Underground mining technology has experienced a revolution in the last few centuries, from pick-and-shovel mining to fully automated systems in every aspect of the process. This has not only improved productivity by leaps and bounds but, more importantly, has significantly improved safety standards. Modern underground mines are highly mechanized as new technology continues to evolve.
This high level of mechanization must be accompanied by a high level of monitoring and reporting, as the investment in these systems is extremely costly. For example, the cost of a typical longwall installation could vary between A$100 million and A$300 million. Investments at that level must be supported by accurate geological data, resource and reserve estimation, mine planning and economic projections. The application of mine planning software systems contribute significantly to proving the economic viability of the mine, by handling large data sets with flexibility and speed. Using these tools engineers can assess the geological information, prepare 3D models of the seam, develop quality parameters and conduct structural interpretation. In turn, data is available for engineering and mine planning using specific modules for underground and open pit respectively. Engineers use these packages to calculate resources and reserves within mining parameters, such as method of mining, presence of structural interferences, quality parameters and seam extraction height.
Following the mine plan, the development and production quality parameters and seam extraction height can be scheduled to identify the achievable production rates and the optimum utilization of the available resources. These software packages and mechanized mining methods have improved the economics of underground coal mining operations, despite high capital investments.
Open Pit Mining
The old adage that “bigger is better” manifests itself in open cut mining for coal. In the last decade, open pit mining equipment has exploded in size and productivity. Coal mines have benefited greatly from the technology boom, as previously “unmineable” resources are now well within the capabilities of the new generation of equipment. Open pit coal mines are typically large, table-like, flat-lying deposits with minimal cover. Since coal is extremely susceptible to oxidation, the deposit must be thick enough to absorb a degree of oxidation without losing its economic value. The equipment used to mine the overburden must maintain a high level of productivity to ensure that such deposits can be mined economically.

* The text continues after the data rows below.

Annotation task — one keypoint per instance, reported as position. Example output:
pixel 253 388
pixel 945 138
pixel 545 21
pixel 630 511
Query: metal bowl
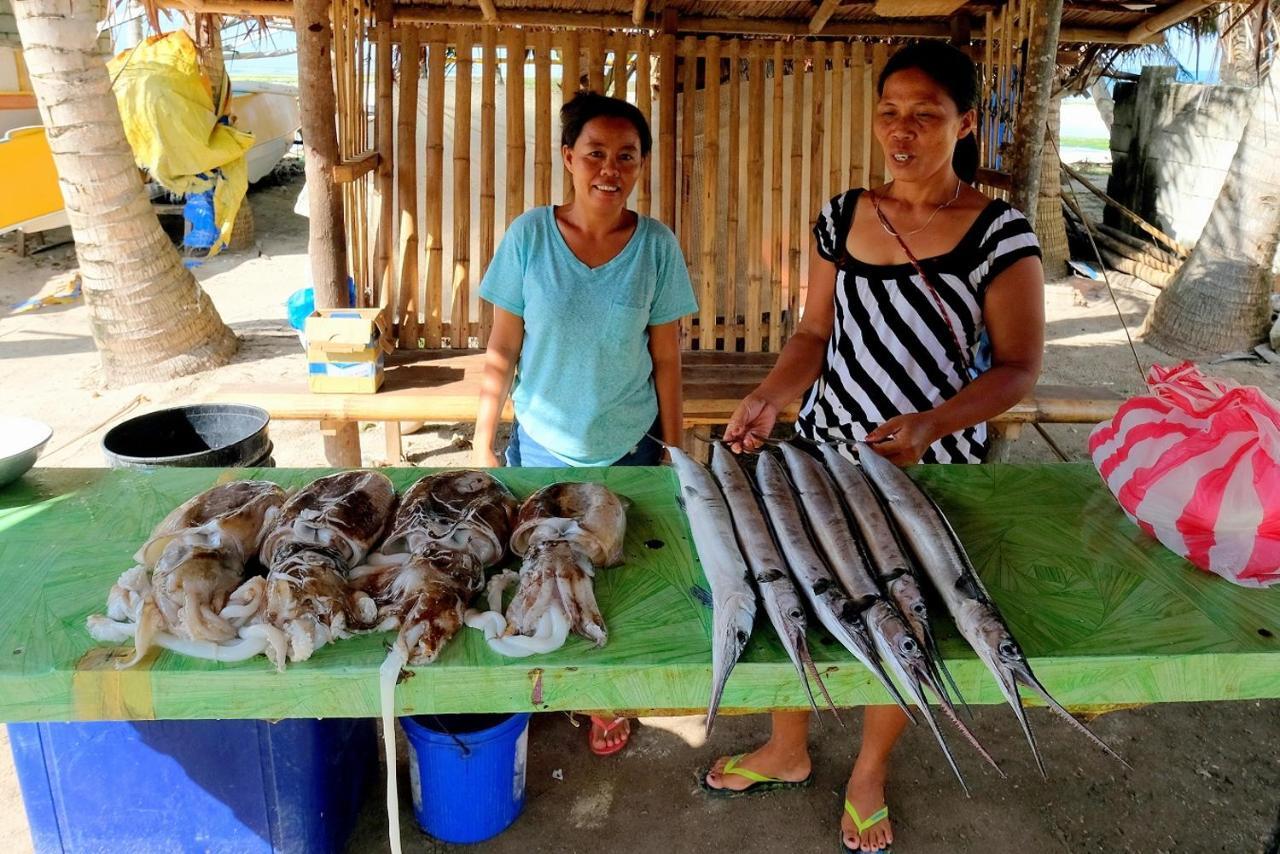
pixel 21 442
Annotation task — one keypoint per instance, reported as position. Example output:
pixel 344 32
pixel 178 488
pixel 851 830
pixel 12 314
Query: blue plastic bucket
pixel 466 772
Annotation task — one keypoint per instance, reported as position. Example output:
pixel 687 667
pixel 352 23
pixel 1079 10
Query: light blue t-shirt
pixel 584 384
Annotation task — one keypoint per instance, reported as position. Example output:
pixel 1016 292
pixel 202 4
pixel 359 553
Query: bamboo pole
pixel 515 199
pixel 327 246
pixel 542 118
pixel 621 44
pixel 488 163
pixel 731 196
pixel 571 76
pixel 595 60
pixel 877 173
pixel 755 200
pixel 667 95
pixel 859 115
pixel 711 195
pixel 406 188
pixel 799 241
pixel 777 228
pixel 460 315
pixel 818 119
pixel 434 188
pixel 837 120
pixel 644 103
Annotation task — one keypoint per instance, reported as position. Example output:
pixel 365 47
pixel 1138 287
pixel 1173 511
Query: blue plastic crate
pixel 234 786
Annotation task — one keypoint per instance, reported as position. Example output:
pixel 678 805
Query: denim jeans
pixel 524 452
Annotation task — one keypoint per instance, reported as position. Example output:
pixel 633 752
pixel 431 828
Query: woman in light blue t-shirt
pixel 586 300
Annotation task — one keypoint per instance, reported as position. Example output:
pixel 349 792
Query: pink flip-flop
pixel 606 727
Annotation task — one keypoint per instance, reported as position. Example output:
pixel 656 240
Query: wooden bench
pixel 444 387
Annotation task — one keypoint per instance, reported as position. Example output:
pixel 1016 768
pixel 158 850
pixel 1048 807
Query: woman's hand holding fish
pixel 904 438
pixel 752 423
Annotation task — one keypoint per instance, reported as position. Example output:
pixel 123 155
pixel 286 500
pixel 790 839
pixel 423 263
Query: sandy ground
pixel 1206 775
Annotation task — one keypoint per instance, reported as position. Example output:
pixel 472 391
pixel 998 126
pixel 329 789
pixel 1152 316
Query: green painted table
pixel 1106 615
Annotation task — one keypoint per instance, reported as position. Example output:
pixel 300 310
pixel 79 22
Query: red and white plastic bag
pixel 1196 464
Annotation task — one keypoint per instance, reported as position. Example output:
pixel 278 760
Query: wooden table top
pixel 444 386
pixel 1105 613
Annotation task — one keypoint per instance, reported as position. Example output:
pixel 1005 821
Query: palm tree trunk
pixel 150 319
pixel 1219 300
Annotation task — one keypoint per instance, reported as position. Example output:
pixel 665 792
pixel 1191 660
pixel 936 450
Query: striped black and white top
pixel 891 351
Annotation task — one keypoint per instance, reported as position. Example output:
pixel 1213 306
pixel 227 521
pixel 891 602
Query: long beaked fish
pixel 772 579
pixel 844 552
pixel 727 572
pixel 886 553
pixel 835 610
pixel 942 557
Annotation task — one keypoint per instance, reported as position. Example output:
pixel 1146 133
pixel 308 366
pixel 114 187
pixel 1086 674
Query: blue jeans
pixel 522 452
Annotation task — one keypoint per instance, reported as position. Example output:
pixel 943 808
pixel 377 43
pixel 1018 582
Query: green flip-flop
pixel 760 782
pixel 864 825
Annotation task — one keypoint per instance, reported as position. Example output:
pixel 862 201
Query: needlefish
pixel 844 553
pixel 886 553
pixel 942 557
pixel 727 574
pixel 772 578
pixel 835 610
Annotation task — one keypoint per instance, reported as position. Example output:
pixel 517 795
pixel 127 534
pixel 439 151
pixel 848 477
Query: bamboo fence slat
pixel 460 292
pixel 571 76
pixel 434 225
pixel 799 201
pixel 731 197
pixel 644 103
pixel 778 229
pixel 877 174
pixel 755 200
pixel 406 187
pixel 488 163
pixel 839 131
pixel 384 85
pixel 595 60
pixel 667 97
pixel 711 195
pixel 542 118
pixel 621 46
pixel 515 199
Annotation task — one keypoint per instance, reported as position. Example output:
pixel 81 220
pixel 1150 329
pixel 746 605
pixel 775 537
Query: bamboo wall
pixel 752 136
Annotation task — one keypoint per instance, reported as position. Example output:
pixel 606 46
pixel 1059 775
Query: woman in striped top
pixel 908 283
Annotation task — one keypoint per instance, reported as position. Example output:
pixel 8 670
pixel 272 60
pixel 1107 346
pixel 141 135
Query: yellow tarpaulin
pixel 174 129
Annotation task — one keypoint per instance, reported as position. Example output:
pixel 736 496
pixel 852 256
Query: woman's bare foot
pixel 608 735
pixel 865 791
pixel 771 759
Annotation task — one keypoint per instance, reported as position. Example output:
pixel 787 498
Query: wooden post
pixel 406 187
pixel 644 101
pixel 385 176
pixel 799 200
pixel 1033 112
pixel 755 200
pixel 571 83
pixel 542 118
pixel 515 200
pixel 327 233
pixel 488 160
pixel 434 292
pixel 731 196
pixel 777 225
pixel 460 293
pixel 668 90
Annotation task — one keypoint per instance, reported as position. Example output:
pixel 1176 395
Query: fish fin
pixel 1032 683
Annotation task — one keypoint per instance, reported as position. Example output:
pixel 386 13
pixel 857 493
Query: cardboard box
pixel 346 350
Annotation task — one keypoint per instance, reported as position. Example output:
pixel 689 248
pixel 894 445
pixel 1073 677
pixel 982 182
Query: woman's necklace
pixel 888 228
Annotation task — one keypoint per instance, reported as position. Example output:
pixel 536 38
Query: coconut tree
pixel 150 319
pixel 1219 300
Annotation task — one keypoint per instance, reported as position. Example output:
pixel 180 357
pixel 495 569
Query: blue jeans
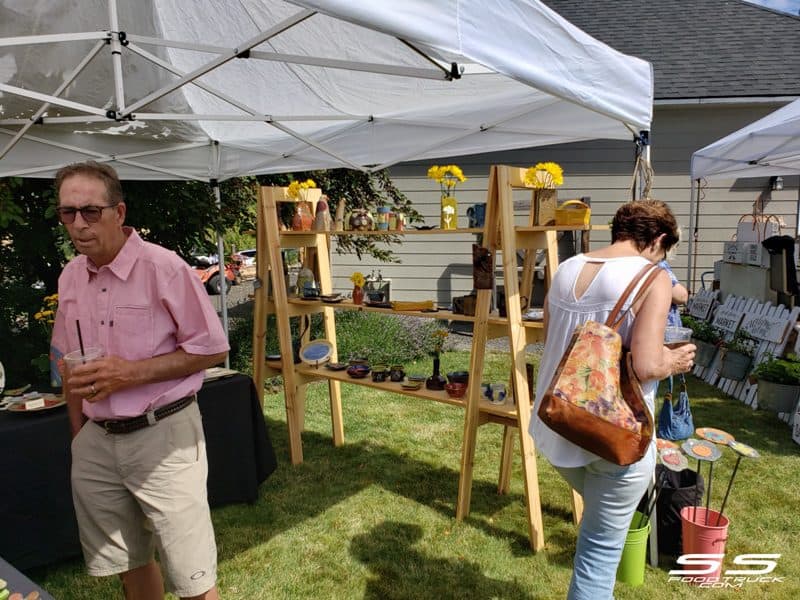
pixel 610 495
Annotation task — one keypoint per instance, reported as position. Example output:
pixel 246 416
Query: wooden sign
pixel 764 327
pixel 701 305
pixel 727 318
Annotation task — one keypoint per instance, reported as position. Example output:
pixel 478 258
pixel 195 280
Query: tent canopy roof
pixel 212 89
pixel 769 146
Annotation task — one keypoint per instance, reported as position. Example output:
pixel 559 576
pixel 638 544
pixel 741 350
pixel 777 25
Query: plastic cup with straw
pixel 80 339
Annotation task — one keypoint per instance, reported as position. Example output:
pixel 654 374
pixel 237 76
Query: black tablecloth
pixel 37 520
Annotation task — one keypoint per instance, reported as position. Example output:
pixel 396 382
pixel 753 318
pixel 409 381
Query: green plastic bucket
pixel 631 565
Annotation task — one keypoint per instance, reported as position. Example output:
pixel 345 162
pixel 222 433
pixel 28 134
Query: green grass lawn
pixel 376 517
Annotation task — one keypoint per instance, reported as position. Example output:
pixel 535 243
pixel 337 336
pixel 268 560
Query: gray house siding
pixel 438 266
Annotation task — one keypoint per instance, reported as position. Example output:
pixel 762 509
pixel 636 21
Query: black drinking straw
pixel 696 490
pixel 80 337
pixel 708 492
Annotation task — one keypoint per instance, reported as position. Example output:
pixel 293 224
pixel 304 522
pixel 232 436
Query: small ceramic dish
pixel 316 352
pixel 358 371
pixel 455 390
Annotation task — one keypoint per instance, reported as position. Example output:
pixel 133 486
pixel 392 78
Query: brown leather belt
pixel 147 419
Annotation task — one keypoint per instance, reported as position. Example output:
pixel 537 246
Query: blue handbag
pixel 675 420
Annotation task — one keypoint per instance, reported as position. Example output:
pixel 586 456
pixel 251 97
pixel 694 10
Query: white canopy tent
pixel 213 89
pixel 767 147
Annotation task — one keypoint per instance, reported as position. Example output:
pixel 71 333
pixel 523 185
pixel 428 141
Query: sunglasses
pixel 90 213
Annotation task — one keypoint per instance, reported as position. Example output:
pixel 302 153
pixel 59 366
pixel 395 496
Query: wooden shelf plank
pixel 310 373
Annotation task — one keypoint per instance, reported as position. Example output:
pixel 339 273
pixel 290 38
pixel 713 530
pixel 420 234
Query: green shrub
pixel 779 370
pixel 742 342
pixel 703 330
pixel 381 338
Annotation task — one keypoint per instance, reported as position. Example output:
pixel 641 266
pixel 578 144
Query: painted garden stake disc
pixel 673 459
pixel 701 450
pixel 743 449
pixel 714 435
pixel 661 444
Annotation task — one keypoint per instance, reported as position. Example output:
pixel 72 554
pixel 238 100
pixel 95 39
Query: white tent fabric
pixel 767 147
pixel 212 89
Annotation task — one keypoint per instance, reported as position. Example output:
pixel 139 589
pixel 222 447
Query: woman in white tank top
pixel 586 287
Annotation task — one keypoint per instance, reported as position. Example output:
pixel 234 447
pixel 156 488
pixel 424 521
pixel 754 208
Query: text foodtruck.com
pixel 703 565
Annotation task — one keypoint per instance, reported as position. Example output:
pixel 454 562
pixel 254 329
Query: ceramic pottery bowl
pixel 456 390
pixel 380 373
pixel 458 377
pixel 358 371
pixel 396 373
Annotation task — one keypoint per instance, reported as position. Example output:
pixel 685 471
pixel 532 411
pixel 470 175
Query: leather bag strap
pixel 615 318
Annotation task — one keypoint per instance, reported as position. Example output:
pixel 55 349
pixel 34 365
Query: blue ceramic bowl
pixel 458 377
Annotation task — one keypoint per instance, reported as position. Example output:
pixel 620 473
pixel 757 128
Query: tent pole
pixel 692 255
pixel 223 293
pixel 116 56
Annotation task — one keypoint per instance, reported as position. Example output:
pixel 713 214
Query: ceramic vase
pixel 302 219
pixel 435 381
pixel 449 213
pixel 358 294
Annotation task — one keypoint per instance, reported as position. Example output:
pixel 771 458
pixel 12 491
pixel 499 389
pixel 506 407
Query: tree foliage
pixel 181 216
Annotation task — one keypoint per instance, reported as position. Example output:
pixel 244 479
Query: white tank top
pixel 565 312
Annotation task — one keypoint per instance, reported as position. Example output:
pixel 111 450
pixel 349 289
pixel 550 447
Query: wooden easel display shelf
pixel 501 235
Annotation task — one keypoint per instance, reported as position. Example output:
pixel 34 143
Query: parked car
pixel 248 256
pixel 247 260
pixel 207 268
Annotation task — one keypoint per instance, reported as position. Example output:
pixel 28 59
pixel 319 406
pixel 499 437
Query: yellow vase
pixel 448 213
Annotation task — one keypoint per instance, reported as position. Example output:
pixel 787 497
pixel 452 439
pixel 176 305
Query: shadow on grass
pixel 400 570
pixel 330 475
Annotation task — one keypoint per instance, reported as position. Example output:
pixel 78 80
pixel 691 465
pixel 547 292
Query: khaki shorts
pixel 146 490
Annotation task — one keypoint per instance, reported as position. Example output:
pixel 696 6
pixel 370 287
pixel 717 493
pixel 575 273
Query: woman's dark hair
pixel 642 221
pixel 97 170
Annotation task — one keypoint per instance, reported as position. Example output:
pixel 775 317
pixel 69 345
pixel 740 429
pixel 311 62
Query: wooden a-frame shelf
pixel 500 234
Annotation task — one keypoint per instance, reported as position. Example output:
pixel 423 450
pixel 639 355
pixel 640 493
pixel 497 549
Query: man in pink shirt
pixel 139 467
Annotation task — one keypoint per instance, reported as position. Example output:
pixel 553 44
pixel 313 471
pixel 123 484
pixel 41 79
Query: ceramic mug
pixel 476 215
pixel 396 373
pixel 379 373
pixel 498 393
pixel 383 216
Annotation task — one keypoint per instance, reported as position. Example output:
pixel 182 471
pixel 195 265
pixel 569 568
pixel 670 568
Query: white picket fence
pixel 770 325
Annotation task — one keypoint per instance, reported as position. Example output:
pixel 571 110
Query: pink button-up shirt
pixel 146 302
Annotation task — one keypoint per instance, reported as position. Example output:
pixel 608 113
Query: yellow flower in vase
pixel 358 279
pixel 547 175
pixel 448 176
pixel 544 178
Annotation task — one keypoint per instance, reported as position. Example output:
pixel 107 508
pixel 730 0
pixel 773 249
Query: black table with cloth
pixel 37 519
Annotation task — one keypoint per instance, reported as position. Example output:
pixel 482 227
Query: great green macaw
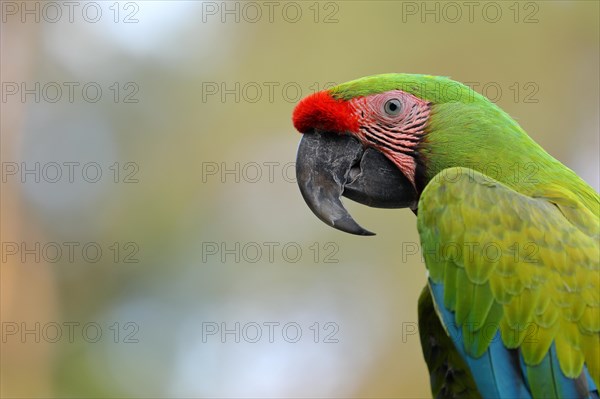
pixel 510 236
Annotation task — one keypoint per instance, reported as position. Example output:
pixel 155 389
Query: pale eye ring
pixel 392 107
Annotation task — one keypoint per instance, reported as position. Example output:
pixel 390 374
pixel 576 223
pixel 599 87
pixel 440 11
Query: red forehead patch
pixel 323 112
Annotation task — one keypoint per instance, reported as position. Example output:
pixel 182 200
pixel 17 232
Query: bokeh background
pixel 180 172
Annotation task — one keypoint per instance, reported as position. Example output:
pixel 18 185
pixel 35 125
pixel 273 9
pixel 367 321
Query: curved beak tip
pixel 330 165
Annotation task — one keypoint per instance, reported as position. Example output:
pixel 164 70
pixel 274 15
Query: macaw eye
pixel 392 107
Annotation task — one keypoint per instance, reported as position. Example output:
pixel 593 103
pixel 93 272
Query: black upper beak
pixel 330 165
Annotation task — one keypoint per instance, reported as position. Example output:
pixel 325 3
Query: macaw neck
pixel 491 142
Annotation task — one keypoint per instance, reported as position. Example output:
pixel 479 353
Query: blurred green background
pixel 196 213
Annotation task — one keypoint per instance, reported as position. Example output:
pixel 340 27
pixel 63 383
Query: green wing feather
pixel 528 265
pixel 449 374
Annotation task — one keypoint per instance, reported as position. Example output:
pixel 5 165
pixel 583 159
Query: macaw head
pixel 378 140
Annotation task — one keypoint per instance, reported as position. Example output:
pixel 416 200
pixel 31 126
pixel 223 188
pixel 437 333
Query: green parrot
pixel 509 235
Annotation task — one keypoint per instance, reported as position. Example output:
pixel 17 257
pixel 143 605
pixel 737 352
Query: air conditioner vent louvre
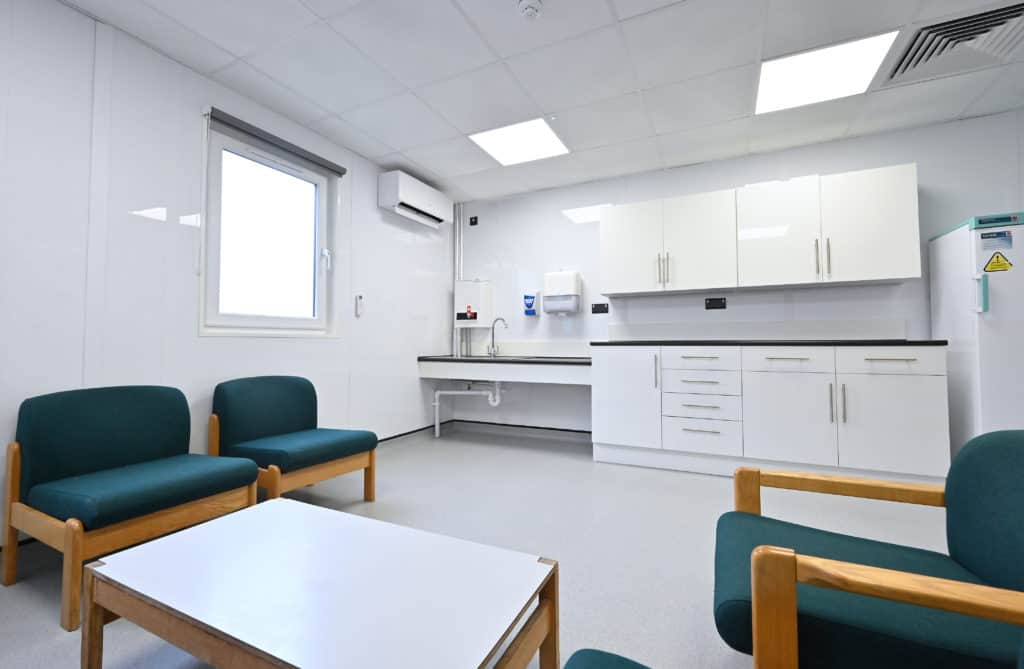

Typically, it was assumed that open pit coal mines required dragline excavators – the massive slow moving machines that compensate for their ungainly movements with the sheer size of the bucket that moves waste material. Today, advances in truck and shovel technology allow quick-moving, extremely mobile fleets of hydraulic excavators, shovels, and haul trucks to reach, and even exceed, the productivity levels of draglines. Instead of tying up tens of millions of dollars in a single piece of excavating equipment, it is possible to obtain three or more excavators for the same price as a single dragline – and still maintain production levels, while increasing the availability and utilization of the fleet. Continued advances in technology successfully provide operators the tools to monitor fleet productivity and equipment performance that prevent breakdowns before they happen, ensuring that the open pit operations will continue to produce for years to come.